FTA(自由貿易協定)

【Free Trade Agreement】
二国間の関税やその他の貿易取引に関するルールやサービス貿易(金融サービスも含む)の障壁などを撤廃する内容の協定のこと。
WTO(世界貿易機関)では多国間での合意が必要とされる協定に比べ、FTAでは二国間同士で柔軟な協定内容を締結できるため、近年では世界の貿易自由化の推進役となっている。

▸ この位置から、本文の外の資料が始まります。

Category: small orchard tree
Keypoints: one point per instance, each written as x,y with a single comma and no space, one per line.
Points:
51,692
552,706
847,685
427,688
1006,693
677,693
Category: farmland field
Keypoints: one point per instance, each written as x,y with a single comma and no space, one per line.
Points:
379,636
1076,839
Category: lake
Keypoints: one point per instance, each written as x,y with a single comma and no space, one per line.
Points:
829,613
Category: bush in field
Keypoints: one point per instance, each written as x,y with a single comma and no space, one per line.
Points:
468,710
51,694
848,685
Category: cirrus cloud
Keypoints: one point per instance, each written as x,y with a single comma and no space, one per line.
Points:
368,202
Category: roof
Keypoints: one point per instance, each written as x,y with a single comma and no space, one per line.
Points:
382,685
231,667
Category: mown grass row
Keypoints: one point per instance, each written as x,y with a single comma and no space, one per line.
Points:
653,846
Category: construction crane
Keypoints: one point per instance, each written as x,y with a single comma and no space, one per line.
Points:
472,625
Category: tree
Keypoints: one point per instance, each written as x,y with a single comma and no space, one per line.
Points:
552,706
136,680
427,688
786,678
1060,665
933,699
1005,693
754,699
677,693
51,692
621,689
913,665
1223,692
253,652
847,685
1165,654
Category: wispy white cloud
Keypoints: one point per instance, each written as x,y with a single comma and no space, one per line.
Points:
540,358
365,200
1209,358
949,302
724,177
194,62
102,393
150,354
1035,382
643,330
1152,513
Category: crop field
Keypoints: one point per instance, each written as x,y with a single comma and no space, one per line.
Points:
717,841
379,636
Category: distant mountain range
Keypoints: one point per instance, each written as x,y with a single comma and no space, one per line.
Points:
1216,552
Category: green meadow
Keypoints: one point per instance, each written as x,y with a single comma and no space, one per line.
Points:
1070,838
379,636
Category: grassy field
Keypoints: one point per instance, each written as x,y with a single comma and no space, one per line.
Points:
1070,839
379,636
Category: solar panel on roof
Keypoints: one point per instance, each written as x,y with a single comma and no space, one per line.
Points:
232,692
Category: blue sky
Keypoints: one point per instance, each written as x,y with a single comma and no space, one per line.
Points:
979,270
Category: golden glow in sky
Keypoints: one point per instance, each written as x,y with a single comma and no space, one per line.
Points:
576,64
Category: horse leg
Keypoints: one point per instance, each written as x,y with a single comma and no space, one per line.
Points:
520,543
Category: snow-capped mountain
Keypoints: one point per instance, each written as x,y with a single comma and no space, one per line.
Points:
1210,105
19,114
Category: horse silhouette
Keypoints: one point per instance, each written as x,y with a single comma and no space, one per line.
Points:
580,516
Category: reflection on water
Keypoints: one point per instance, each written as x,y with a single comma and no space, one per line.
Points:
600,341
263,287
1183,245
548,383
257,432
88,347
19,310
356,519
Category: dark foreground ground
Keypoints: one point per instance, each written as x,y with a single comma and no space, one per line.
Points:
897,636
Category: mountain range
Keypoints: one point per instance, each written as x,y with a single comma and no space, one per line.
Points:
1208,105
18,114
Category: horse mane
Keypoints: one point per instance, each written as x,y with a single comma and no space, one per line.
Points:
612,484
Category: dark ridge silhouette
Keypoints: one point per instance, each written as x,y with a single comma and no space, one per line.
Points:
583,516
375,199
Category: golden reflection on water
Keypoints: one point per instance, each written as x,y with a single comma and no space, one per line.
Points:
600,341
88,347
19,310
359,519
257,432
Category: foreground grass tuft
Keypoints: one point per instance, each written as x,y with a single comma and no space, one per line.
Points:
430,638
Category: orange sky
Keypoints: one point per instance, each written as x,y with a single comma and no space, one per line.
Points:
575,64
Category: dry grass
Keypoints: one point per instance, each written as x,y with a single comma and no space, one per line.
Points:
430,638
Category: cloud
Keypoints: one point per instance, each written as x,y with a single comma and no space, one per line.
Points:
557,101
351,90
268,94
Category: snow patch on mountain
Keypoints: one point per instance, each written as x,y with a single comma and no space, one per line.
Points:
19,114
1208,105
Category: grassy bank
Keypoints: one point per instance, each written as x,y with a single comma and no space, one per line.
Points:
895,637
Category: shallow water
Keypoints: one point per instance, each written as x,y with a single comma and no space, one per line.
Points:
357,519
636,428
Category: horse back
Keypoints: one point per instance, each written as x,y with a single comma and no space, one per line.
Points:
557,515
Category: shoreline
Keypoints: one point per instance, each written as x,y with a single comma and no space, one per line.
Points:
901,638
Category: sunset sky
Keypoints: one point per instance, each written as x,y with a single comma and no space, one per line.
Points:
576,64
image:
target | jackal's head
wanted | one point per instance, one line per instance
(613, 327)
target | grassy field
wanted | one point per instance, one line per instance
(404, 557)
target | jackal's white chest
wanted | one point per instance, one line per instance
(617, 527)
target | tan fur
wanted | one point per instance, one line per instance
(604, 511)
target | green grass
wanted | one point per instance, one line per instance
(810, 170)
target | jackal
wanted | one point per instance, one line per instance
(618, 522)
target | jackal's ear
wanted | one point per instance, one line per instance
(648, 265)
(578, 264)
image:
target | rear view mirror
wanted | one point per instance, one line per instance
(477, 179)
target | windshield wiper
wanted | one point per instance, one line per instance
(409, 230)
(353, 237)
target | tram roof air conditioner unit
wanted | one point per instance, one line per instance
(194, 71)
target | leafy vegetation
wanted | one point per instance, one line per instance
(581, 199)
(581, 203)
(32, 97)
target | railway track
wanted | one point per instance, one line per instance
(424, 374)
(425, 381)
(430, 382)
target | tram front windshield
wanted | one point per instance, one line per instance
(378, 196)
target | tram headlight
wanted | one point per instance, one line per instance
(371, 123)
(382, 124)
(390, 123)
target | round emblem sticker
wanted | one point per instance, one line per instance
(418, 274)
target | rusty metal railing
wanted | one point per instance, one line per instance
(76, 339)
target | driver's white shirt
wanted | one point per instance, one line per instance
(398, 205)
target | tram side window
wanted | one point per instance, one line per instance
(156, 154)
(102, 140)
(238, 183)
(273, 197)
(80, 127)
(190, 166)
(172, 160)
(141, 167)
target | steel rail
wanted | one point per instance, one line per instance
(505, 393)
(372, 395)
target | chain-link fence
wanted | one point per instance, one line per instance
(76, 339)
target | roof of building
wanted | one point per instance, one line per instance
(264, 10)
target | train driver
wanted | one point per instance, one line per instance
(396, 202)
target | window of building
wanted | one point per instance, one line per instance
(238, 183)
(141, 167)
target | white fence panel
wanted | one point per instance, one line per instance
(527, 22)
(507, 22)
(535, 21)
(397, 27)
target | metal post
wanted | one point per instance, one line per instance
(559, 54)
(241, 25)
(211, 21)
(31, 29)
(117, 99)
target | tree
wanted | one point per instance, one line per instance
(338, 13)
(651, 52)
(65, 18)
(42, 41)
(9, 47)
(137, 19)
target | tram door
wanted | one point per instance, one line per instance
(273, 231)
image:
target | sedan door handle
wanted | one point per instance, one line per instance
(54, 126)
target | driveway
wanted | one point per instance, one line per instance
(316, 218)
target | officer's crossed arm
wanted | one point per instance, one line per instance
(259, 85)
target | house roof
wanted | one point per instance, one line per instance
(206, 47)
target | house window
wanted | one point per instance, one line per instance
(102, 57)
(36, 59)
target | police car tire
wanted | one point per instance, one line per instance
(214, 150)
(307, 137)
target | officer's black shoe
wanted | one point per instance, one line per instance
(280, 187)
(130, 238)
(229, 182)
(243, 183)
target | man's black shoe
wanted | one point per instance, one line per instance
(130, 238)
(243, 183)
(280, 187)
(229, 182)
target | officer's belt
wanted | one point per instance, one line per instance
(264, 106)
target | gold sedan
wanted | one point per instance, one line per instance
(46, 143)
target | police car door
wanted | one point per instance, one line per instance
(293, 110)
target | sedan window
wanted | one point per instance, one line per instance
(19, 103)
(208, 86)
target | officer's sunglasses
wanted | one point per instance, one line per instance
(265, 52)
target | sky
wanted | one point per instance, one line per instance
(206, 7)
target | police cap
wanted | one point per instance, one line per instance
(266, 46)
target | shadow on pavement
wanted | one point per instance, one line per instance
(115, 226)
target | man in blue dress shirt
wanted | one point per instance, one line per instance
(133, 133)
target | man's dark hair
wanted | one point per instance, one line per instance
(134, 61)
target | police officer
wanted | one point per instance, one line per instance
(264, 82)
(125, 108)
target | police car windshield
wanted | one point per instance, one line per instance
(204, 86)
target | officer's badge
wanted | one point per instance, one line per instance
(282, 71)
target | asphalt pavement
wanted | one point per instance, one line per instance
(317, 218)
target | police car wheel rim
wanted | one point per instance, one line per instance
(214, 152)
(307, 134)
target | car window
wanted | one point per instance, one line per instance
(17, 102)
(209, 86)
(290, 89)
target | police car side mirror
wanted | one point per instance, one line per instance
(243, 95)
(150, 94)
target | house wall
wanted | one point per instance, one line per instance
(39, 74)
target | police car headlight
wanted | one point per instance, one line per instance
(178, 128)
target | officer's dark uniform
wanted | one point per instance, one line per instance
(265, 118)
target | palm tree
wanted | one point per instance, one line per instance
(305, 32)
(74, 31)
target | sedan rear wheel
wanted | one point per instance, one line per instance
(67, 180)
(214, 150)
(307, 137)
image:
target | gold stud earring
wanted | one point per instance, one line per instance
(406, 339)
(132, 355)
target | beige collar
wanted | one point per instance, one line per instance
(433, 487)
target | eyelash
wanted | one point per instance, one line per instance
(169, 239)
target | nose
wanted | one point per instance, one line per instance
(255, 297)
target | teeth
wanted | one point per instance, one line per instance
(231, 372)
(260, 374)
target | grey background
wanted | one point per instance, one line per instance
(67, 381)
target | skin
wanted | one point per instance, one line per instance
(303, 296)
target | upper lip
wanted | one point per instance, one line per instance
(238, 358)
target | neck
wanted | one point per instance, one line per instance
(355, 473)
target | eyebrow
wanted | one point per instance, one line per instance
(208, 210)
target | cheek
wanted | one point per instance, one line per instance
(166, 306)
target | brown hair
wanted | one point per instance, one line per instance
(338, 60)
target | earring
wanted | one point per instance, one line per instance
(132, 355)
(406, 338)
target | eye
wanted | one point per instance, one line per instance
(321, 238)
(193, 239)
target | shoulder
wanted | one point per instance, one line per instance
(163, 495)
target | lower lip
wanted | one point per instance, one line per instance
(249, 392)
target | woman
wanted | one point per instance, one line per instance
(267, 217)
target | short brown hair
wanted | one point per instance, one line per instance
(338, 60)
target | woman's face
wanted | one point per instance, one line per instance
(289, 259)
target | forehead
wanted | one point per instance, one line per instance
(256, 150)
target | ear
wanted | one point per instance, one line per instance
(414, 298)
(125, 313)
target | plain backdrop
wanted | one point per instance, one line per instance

本来、WTOのルールでは二国間での最恵国待遇措置は認められていないが、GATT24条4項では、貿易自由化の経済効果を理由に一定の要件の中で二国間協定が認められている。さらにGATS(サービス貿易に関する一般協定)5条では、サービス貿易の推進にともなう労働力の移動やその他の実質的なすべての差別の撤廃が定義されている。

日本では、1998年以降、民間セクターにおいて日本企業の東アジア域内生産分業の進展が背景にあり、東アジア諸国とのFTA締結交渉を積極化した。
2005年5月現在、日本はシンガポール・メキシコの2ヶ国との間でFTAが発効され、フィリピン・マレーシアの2ヶ国と締結合意、さらにタイ・インドネシア・韓国等と締結交渉を進めている。